The dogs from the other agency, are the same things done to the dogs/cats? 

Overhead might be different, vet services might charge differently. Smaller versus larger rescues, etc. Could be a number of things. 

In my area, the low cost spay/neuter is $25 (providing they don't screw it up and you have to go to a reg. vet afterwards.....seen it!), then you add in food, shots, deworming, chips, $94 isn't even anywhere breaking even. 

My vet is pretty reasonable for puppies, but last litter she broke her leg day before I had to get the last 2 health certs. So went to a local vet that another breeder recommended. First pup was $125 for h/c, shots, new puppy fee, new client fee. No fecal test. 2nd pup was $200 for h/certificate, shots, new puppy fee, microchip (60!!)), fecal test. 

My vet charged me 300 for 8 puppies for health certs, fecals, and chips! So these 2 pups cost me more than the other 8 in the litter!

I'd hate to think what it would've cost me for the whole gang to go to this guy!


----------



## dd (Jun 10, 2003)

Different markets will bear different charges. Vetting is notoriously more expenive in the north than the south for instance - so that is one reason.


----------



## BlackGSD (Jan 4, 2005)

What the heck is a "new puppy fee"? Good grief!

To the "op" are the dogs at the "cheaper" organization already spayed or neutered or does the adopter have to pay for that themselves?


----------



## angelaw (Dec 14, 2001)

That's what I said. You have your new client fee, then each new puppy is a $2 fee.


----------



## RebelGSD (Mar 20, 2008)

Goverment agencies get a part of their costs covered from taxes. Rescues often pay real prices to veterinarians. I my area the spay alone runs $250-300. We never break even with a healthy animal. If there is a health problem, costs can run into the thousands. 

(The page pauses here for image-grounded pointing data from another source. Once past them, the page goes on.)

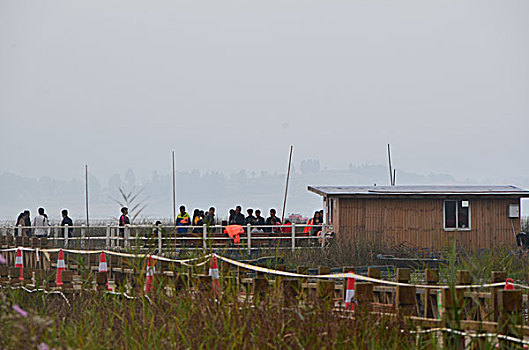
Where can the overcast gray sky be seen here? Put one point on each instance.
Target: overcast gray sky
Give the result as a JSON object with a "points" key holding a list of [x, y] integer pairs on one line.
{"points": [[231, 84]]}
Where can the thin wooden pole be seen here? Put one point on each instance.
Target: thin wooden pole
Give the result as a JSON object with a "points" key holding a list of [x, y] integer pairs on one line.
{"points": [[390, 169], [174, 191], [286, 185], [86, 195]]}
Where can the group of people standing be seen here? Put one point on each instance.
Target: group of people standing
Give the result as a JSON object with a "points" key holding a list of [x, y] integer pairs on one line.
{"points": [[236, 217], [183, 219], [40, 223]]}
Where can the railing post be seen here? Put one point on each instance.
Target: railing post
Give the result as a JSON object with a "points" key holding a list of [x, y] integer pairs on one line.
{"points": [[204, 236], [127, 237], [293, 237], [249, 237], [160, 242], [83, 235], [65, 230], [107, 240]]}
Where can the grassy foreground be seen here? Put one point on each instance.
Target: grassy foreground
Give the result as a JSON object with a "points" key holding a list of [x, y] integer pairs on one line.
{"points": [[188, 320], [191, 318]]}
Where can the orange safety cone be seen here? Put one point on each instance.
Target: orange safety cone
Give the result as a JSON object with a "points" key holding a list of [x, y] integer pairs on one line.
{"points": [[214, 274], [61, 266], [349, 293], [149, 274], [19, 263], [509, 284], [103, 267]]}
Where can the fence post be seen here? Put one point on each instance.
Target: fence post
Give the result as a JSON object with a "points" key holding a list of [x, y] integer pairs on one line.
{"points": [[249, 237], [65, 235], [107, 239], [83, 235], [510, 315], [204, 236], [160, 240], [293, 237]]}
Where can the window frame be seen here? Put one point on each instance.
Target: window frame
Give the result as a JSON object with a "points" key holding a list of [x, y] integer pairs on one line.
{"points": [[457, 228]]}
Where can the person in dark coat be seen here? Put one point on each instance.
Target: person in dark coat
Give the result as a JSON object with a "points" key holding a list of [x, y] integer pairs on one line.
{"points": [[273, 220], [259, 220], [123, 220], [66, 220], [250, 219]]}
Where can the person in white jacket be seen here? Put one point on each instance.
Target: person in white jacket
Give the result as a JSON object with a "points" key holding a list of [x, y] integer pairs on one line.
{"points": [[39, 223]]}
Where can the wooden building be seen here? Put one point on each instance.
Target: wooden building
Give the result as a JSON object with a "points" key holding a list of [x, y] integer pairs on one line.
{"points": [[425, 216]]}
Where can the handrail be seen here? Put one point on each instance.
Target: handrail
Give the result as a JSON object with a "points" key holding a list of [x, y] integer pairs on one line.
{"points": [[115, 236]]}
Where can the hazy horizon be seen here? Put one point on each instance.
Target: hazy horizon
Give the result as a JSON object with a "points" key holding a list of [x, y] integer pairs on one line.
{"points": [[231, 85]]}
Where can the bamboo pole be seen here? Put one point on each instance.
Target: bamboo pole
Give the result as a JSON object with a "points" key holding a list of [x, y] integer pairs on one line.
{"points": [[286, 185]]}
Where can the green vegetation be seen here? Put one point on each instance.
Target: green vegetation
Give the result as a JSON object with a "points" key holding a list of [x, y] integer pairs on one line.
{"points": [[188, 316]]}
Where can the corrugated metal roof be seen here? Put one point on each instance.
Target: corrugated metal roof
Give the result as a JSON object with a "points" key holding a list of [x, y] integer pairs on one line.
{"points": [[419, 190]]}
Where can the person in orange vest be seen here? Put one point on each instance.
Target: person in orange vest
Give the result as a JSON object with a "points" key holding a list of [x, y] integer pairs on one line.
{"points": [[307, 229], [287, 229], [183, 219], [316, 220]]}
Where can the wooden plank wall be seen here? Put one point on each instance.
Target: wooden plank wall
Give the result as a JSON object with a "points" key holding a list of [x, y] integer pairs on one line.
{"points": [[419, 221]]}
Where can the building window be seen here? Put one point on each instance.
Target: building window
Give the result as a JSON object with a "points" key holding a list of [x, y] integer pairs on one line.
{"points": [[457, 215]]}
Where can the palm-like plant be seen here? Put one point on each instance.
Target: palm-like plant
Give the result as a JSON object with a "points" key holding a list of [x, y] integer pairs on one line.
{"points": [[131, 200]]}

You can adopt a dog for 25 bucks from a shelter, however it usually comes with no microchip, spay/neuter, health check, in-home evaluation etc.


----------



## MXpro982 (Aug 31, 2008)

* Ok.. So knowing that it has been through all the hoops and a vet has declared it healthy, it isn't necessarily abnormally expensive.. I guess I will wait and see what they want to charge me for him! I'm anxious.. Its hard waiting to hear back.*


----------



## dd (Jun 10, 2003)

Have you been approved to adopt him? Have you met him? Good luck!


----------



## MXpro982 (Aug 31, 2008)

* I sent in my application. It says it takes up to a week for them to contact me. It will be a week Friday. Here he is! They guess he is around 1 1/2 yrs old.








*


----------



## littledmc17 (Apr 9, 2008)

I can't believe its taking so long


----------



## MXpro982 (Aug 31, 2008)

* I'm pretty nervous.. I'm afraid they won't let me take him because I have a 4 month old daughter.. I noticed on some of their puppies listed it says "because of his/her age the puppy cannot go to a home with a child under seven".. I know they are referring to a puppy that is like 16 weeks old.. And the one I want is a year and half.. But who knows.*


----------



## Remo (Sep 8, 2004)

Some dogs LOVE kids and are wonderful with them. Others don't care for kids and need to go to homes without little ones.

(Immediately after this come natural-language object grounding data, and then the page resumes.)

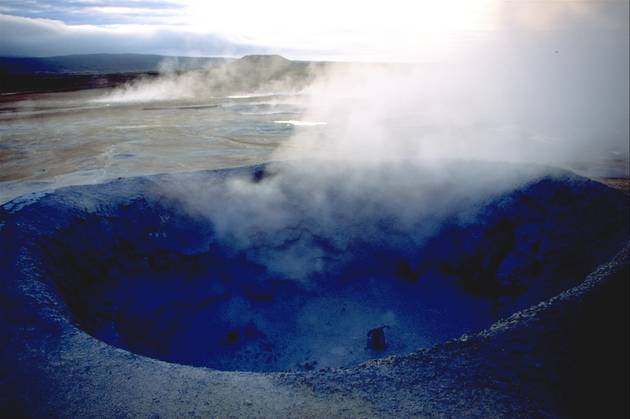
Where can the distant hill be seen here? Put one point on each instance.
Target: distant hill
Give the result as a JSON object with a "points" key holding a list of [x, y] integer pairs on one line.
{"points": [[99, 64], [26, 75]]}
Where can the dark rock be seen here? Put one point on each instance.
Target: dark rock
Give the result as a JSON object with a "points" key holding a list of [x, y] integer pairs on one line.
{"points": [[376, 339]]}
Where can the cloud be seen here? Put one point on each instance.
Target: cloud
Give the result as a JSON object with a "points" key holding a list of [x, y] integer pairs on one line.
{"points": [[43, 37]]}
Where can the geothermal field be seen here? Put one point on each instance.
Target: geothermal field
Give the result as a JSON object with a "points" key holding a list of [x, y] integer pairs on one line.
{"points": [[257, 236]]}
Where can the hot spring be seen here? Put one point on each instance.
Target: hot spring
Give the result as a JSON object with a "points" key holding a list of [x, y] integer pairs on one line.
{"points": [[306, 266]]}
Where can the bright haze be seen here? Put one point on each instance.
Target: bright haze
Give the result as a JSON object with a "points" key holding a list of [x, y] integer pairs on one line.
{"points": [[537, 81]]}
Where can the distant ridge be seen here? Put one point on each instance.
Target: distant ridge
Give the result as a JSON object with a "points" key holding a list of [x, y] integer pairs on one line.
{"points": [[99, 63]]}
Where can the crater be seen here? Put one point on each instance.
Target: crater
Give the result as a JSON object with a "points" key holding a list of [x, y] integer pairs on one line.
{"points": [[259, 269]]}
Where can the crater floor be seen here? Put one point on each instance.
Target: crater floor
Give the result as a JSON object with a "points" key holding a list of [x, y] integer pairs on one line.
{"points": [[247, 270]]}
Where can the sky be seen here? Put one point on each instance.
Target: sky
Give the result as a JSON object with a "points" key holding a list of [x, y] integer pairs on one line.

I had two dogs from the same blood lines and they were raised/trained/socialized the exact same way. 

One loved kids and would abandon me for a pack of wild boys. The other learned to tolerate them, after a whole lot of work on my part - but she never did like kids. 

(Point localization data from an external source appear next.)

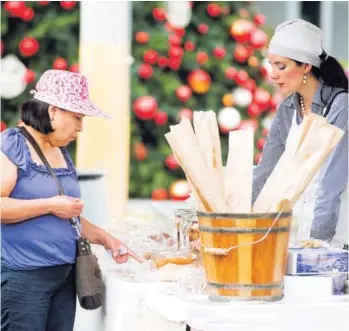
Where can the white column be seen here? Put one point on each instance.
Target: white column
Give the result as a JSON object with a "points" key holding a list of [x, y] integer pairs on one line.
{"points": [[105, 59], [326, 24], [293, 10]]}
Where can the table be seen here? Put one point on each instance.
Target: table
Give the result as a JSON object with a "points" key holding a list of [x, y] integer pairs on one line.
{"points": [[202, 315], [136, 305]]}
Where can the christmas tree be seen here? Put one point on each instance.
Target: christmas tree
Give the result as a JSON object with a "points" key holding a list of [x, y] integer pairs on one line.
{"points": [[214, 63]]}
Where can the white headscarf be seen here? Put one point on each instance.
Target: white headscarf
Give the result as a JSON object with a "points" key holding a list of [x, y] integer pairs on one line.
{"points": [[298, 40]]}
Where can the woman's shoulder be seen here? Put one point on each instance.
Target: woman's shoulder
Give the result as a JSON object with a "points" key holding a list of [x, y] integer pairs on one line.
{"points": [[13, 146], [11, 138]]}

I would rather place a nice young adult in a home with kids than a puppy.


----------



## Avamom (Sep 28, 2004)

> Originally Posted By: littledmcI can't believe its taking so long


Personal references and vets offices are not always easy or quick to get a hold of (and many places want to call the refs before doing the phone interview with the applicant so they can clear up anything a ref may have said) and depending on how many apps they get a day/week that is not an unreasonable amount of time for a volunteer who may also have a fulltime job, family and pets to also take care of.


----------



## RebelGSD (Mar 20, 2008)

If you consider the adoption fee abnormally expensive, you may try to get mentally ready for vet costs - a single visit for a minor problem may cost you the same as the adoption fee.


----------



## MXpro982 (Aug 31, 2008)

* I just meant in comparison with the other agency I found that was only around $90.. Thats like $400 CHEAPER than the agency I am going with potentially. *


----------



## Kayos and Havoc (Oct 17, 2002)

As said you probably get much less in terms of service from the other agency. Most rescues try to recover costs put into dogs and their operating expenses. That cost goes into the adoption fee. If they can't break even they cannot save other dogs. 

And $400 is still far less than you would pay a breeder and you would still have all the vet expenses like shots, neutering, micrchip etc. 

$400 is cheap!!!


----------



## MXpro982 (Aug 31, 2008)

* Yup.. I agree.. Hopefully I get a good X-mas present this year!







*


----------



## Kayos and Havoc (Oct 17, 2002)

That would be nice!!!!!


----------